The trouble for Adam Smalley is there’s a long line of talent ahead of him bidding for the same future, including his Junior predecessor Harry King who is now racing in the Porsche Supercup F1 support series. Smalley needs an edge, but can point to how he has risen from humble roots as evidence that he already has it.
The dad-and-lad tale
Smalley’s story, admittedly, has been told countless times before, but still it’s a heartening one. He is from a family of “normal working people” in Poulton-le-Fylde, near Blackpool, where his father runs an MOT garage. A typical dad-and-lad racing adventure began in go-karts when Adam was eight and from first steps in a car park behind Blackpool airport he rose through the junior ranks, sacrificing the usual teenage social life to dedicate everything to motor sport. Success at British and European level was all well and good, but without a “massive financial background” how was he ever going to progress into car racing?
“It wasn’t until I was 15 that I saw Ginetta’s junior scholarship, so I applied,” says Smalley. “There were 60 applicants and they narrowed it down to 30 over two days.
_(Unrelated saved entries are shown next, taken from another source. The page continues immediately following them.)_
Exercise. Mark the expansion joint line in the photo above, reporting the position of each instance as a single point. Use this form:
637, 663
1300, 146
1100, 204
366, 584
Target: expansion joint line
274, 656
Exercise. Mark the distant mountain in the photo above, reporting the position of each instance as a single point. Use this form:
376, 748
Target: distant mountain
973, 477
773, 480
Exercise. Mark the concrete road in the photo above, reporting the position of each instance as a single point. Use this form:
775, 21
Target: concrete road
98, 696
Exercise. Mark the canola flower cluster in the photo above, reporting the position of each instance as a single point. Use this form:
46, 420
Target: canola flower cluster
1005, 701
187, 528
It was my first time driving a car. When I made it through to the final I was just happy to have another day in the car.” Into the final three and the scholarship was his. “That paid for my first full season in car racing.” Last year he conquered the Ginetta GT4 Supercup, another key platform for rising UK talent, then pitched for the Porsche Junior shootout. It was a similarly intense story: 80 applicants whittled down to 12; nerve-wracking interviews; one of four to be thrown into a Porsche 911 GT3 Cup racer at Silverstone, when all he’d known was front-engined Ginettas – then the “life-changing” news he’d won. The prize was £85,000 and plenty of behind-the-scenes support for a crack at the BTCC-supporting Carrera Cup GB.
The pressure rises
“I’ve always been a cheeky person in life: if you don’t ask, you don’t get,” says Smalley, who shamelessly pitched himself at teams and sponsors, then found himself “in the right place at the right time” to succeed 2021 Carrera Cup champion Dan Cammish, who has returned to the BTCC this year in a NAPA-backed Ford Focus. That left Duckhams, a fine old British oil brand with a cult history on the British racing scene, needing a new muse for 2022. Up stepped Smalley, proudly wearing the familiar blue and yellow colours so many others – including Mark Webber – wore on their way up. Might that be a good omen?
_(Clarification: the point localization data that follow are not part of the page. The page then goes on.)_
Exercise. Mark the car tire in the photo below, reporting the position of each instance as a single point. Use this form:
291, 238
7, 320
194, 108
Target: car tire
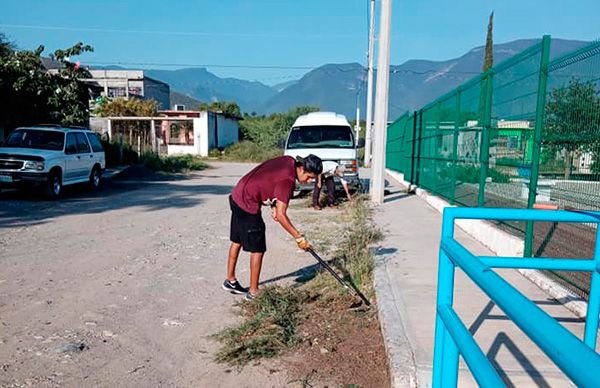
53, 187
95, 178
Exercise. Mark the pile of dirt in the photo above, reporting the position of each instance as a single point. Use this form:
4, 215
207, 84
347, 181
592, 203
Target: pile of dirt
339, 347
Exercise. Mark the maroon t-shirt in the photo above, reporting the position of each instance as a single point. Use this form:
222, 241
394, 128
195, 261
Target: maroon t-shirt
272, 180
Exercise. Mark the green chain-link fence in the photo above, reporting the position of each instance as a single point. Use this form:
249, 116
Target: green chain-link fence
525, 132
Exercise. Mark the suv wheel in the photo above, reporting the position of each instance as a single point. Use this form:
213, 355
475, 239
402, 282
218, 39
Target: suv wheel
95, 178
53, 185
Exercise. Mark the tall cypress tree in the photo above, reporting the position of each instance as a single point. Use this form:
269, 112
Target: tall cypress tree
489, 45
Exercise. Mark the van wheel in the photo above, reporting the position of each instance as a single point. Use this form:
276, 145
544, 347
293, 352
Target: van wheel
53, 187
95, 178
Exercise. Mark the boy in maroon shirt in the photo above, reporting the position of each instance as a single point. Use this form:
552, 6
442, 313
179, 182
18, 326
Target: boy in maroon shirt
272, 184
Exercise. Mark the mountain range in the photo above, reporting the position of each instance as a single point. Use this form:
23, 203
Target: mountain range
338, 87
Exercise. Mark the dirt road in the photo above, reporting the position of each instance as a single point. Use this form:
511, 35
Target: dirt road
123, 287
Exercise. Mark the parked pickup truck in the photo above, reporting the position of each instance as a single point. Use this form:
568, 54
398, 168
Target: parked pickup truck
50, 157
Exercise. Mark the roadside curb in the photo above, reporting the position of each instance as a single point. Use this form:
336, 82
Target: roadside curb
392, 315
113, 172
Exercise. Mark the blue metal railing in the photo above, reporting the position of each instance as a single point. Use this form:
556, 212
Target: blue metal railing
577, 359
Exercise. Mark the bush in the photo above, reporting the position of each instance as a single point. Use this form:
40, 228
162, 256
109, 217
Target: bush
178, 163
247, 151
112, 154
269, 328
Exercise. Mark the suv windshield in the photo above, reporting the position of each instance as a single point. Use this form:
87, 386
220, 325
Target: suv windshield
321, 136
36, 138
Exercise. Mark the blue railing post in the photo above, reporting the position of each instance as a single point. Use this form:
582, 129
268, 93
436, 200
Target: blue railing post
445, 353
593, 309
576, 358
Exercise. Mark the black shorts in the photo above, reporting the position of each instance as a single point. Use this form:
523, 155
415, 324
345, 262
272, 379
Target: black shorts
247, 229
The introduction of the new-generation 911 GT3 Cup car has been a leveller and Smalley delivered first time out at Donington Park for Duckhams Yuasa Racing with Redline. Since then he’s made his Supercup debut on the British GP weekend at Silverstone (finishing a respectable 12th), after a flying visit (literally) at the Festival of Speed when he took off past Goodwood House during his spectacular Sunday shootout run. Next up is the Carrera Cup round at Knockhill on July 30/31. Smalley is third in the standings, in a top four separated by just five points. Competition doesn’t get much tighter.
“If you look at the previous Juniors, there’s no pressure – but they’ve all gone on to win the championship!” Smalley says with a smile. “So that has to be the goal. Then we are looking to the Supercup to progress up the Porsche pyramid. Everyone wants to be Lewis Hamilton, whoever tells you otherwise is lying. But F1 is such a niche and it’s so expensive to get there. There’s more opportunities in GTs and working with Porsche is something I’m dreaming about. There are not many Porsche Juniors, only one in this country – me! It’s a massive privilege. I want to reach Le Mans with Porsche as a works driver.”
Jaminet and Campbell have managed it at 27. Just six years to go, then, Adam.